Federal prosecutors should investigate whether there is any connection between the decision by Attorney General Pam Bondi's office not to pursue fraud allegations against Trump University and a $25,000 campaign contribution he gave her. Since Florida prosecutors will not touch this mess, the Justice Department is the only option. The appearance of something more than a coincidence is too serious and the unresolved questions are too numerous to accept blanket denials by Bondi and Trump without more digging and an independent review.

Scrutiny of the Trump check and the decision by Bondi's office not to investigate complaints about Trump University has intensified in recent days as the presidential campaign has heated up. The Washington Post reported that Trump paid a $2,500 penalty this year to the Internal Revenue Service and refunded his foundation $25,000 because the contribution violated tax laws. The check came from the Donald J. Trump Foundation, which is a tax-exempt nonprofit prohibited from contributing to political campaigns. But the violation was undetected for years because of what the Trump campaign characterizes as a clerical error in listing the contribution as given to another group in Kansas with a similar name to Bondi's campaign effort.

Even more important is the sequence of events in 2013. The Orlando Sentinel reported on Sept. 14, 2013, that a spokeswoman for Bondi's office said it was "currently reviewing the allegations" in a New York lawsuit involving Trump University. Three days later, Trump's foundation wrote a $25,000 check to Bondi's campaign committee. After the check was received, Bondi's office decided not to launch its own investigation or to join a lawsuit filed by New York's attorney general. That timing simply does not look right and deserves an independent look to reassure Floridians that the state's top legal officer did nothing wrong.

Bondi has tried various defenses, and none of them are convincing. The Associated Press previously reported that Bondi personally spoke with Trump about a campaign contribution "several weeks" before her office publicly revealed it was reviewing fraud allegations, but that makes no difference. She has said the issues about Trump University first surfaced under her predecessor and never reached her desk, which raises more questions about her management. Her office also cannot get its story straight regarding how many complaints it had received about Trump University, ranging from zero to two over the years. Yet the Sentinel reports there are at least 20 Floridians who filed complaints with the Attorney General's Office, and at least eight Floridians complained in the New York case that they were victims of fraud. The only fact in Bondi's favor is that her campaign tried to return the Trump contribution when it discovered it was from the nonprofit but was rejected.

Now Bondi, who is further tarnishing her own reputation with her unqualified support of Trump, is resorting to playing the victim. She declared on Fox Business this week that she "will not be collateral damage in a presidential campaign. Nor will I be a woman bullied by Hillary Clinton.'' This has nothing to do with Clinton, and Bondi has been her own worst enemy. Sticking to friendly national media outlets and avoiding Florida journalists is not the strategy of a statewide elected official with nothing to hide.

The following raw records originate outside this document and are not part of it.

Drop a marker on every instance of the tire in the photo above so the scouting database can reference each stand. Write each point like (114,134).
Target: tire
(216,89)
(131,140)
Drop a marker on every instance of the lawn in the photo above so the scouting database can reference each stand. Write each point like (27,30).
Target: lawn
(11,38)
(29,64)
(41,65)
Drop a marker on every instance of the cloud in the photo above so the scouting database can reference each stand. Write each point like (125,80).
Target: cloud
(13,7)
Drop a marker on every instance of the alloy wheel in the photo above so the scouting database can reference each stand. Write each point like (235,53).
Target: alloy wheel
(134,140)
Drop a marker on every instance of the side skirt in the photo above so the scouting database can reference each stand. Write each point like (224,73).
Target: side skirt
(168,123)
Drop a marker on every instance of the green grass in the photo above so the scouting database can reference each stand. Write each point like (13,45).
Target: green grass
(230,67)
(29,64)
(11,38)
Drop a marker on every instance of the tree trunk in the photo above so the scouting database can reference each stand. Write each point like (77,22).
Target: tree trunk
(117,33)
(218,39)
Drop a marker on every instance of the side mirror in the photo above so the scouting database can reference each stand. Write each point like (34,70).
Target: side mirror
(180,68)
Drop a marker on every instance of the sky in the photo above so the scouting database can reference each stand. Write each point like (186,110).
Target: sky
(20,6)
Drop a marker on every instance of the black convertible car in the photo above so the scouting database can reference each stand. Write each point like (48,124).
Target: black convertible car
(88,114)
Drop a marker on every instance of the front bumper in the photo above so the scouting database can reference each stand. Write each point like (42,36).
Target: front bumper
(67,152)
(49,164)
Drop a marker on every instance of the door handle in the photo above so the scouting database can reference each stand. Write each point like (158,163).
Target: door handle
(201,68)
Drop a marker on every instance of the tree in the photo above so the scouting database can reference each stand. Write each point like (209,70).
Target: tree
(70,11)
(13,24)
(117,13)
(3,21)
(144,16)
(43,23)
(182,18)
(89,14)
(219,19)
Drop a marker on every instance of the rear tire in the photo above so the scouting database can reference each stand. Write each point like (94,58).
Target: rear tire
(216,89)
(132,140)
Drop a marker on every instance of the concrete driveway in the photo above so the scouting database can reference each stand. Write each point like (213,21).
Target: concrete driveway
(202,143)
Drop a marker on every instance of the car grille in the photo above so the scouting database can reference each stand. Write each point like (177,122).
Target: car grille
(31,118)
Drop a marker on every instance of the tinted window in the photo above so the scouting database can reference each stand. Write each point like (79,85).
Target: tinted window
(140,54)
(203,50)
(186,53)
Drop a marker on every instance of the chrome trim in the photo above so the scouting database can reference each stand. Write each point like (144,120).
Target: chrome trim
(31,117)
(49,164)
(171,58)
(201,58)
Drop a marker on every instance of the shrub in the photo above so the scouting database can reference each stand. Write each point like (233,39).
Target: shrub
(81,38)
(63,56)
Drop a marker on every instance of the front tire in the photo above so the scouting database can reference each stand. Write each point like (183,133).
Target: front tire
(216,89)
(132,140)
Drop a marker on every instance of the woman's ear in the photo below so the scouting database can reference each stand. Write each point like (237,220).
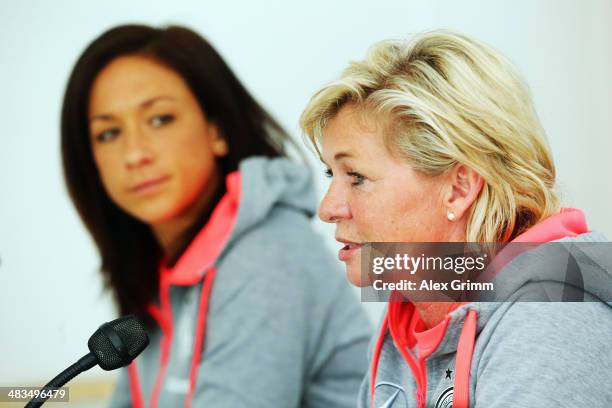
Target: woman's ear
(464,186)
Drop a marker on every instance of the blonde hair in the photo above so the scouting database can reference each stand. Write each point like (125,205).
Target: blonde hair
(452,99)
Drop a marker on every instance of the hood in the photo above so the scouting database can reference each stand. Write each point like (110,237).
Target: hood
(267,183)
(534,272)
(259,185)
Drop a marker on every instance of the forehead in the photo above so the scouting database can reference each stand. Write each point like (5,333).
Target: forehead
(354,130)
(127,81)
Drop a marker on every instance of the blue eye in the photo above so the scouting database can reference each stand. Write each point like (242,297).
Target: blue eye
(358,178)
(161,120)
(107,135)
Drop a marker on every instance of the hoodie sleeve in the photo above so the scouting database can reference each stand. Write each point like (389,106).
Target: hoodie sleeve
(281,331)
(548,354)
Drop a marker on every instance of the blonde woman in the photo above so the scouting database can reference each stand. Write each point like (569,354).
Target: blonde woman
(437,140)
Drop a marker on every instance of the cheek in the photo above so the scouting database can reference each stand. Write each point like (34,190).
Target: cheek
(110,175)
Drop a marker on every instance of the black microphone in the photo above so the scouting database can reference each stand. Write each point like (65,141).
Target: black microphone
(115,344)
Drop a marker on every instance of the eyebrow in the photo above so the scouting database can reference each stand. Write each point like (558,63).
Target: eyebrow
(342,155)
(145,104)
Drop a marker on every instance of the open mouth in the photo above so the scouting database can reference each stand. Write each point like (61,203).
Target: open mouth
(348,251)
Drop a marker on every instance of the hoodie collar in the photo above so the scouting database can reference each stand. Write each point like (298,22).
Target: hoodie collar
(205,248)
(569,222)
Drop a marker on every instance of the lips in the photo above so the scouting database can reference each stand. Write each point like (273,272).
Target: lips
(150,185)
(348,250)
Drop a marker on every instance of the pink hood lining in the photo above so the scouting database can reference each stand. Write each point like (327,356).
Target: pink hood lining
(569,222)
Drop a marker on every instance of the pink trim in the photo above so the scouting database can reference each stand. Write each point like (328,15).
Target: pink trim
(569,222)
(198,348)
(199,257)
(135,393)
(427,340)
(210,241)
(166,341)
(463,362)
(376,356)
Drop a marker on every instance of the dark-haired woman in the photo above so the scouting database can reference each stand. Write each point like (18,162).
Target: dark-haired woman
(203,227)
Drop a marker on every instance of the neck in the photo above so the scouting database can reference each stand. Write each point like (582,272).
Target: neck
(176,233)
(432,313)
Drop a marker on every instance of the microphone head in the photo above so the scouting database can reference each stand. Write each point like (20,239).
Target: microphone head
(116,343)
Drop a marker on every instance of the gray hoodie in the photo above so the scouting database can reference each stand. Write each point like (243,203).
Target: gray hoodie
(256,313)
(515,353)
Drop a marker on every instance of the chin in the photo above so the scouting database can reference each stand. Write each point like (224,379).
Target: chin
(354,277)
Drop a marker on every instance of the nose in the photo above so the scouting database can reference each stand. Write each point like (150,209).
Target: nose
(137,152)
(334,207)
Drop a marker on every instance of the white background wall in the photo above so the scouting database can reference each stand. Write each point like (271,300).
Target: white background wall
(50,292)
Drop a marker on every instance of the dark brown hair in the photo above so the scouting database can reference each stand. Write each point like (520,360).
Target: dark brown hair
(130,254)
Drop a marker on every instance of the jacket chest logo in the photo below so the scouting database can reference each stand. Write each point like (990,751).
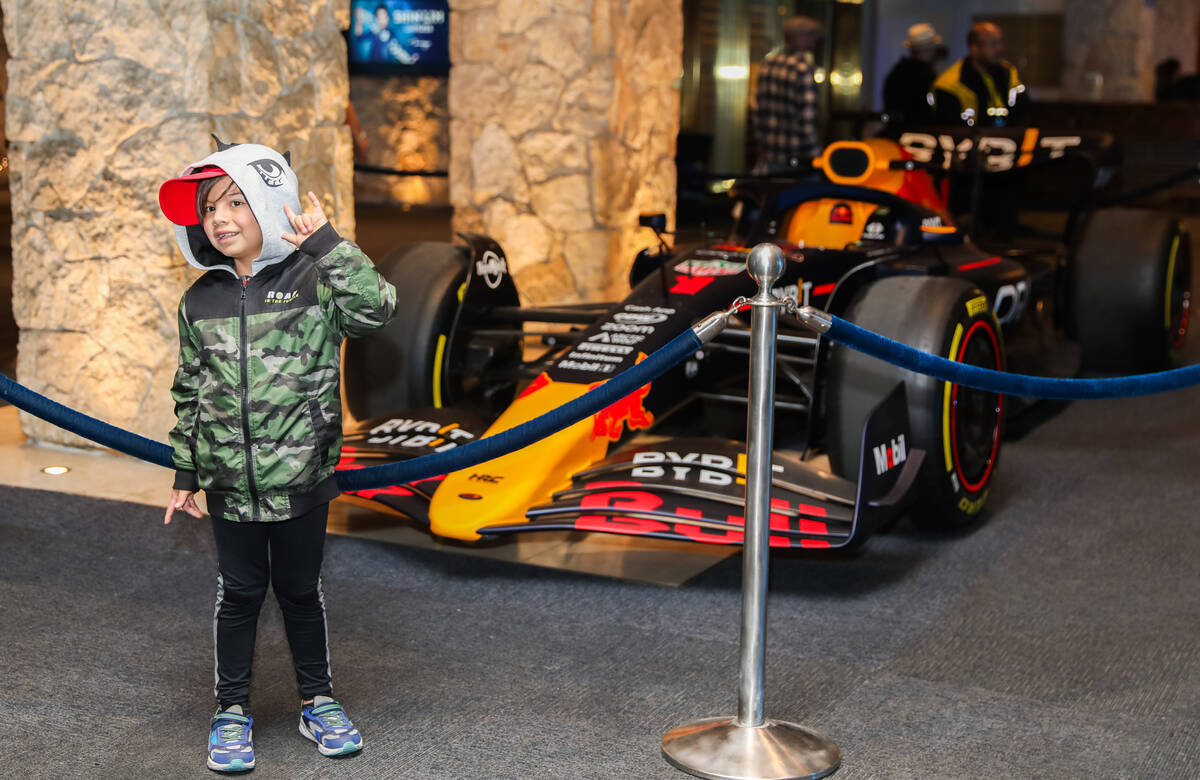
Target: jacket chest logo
(277,297)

The denials by Bondi and Trump of anything amiss also are at odds with their previous actions. The attorney general has not been shy about joining lawsuits with other states, and the New York lawsuit involves Floridians who allege they were cheated by Trump University. Trump had not contributed to Bondi's election campaigns before sending the $25,000, and he was clear during a Republican primary debate about what he expects in return for campaign contributions: "When they call, I give. And you know what? When I need something from them, two years later, three years later, I call them. They are there for me.''

A small bipartisan group of political leaders led by former U.S. Sen. Bob Graham has been urging the Justice Department for years to get more aggressive in investigating corruption in the state capital. A thorough look into Bondi's decisionmaking regarding Trump University and the $25,000 campaign donation would be a good place to start.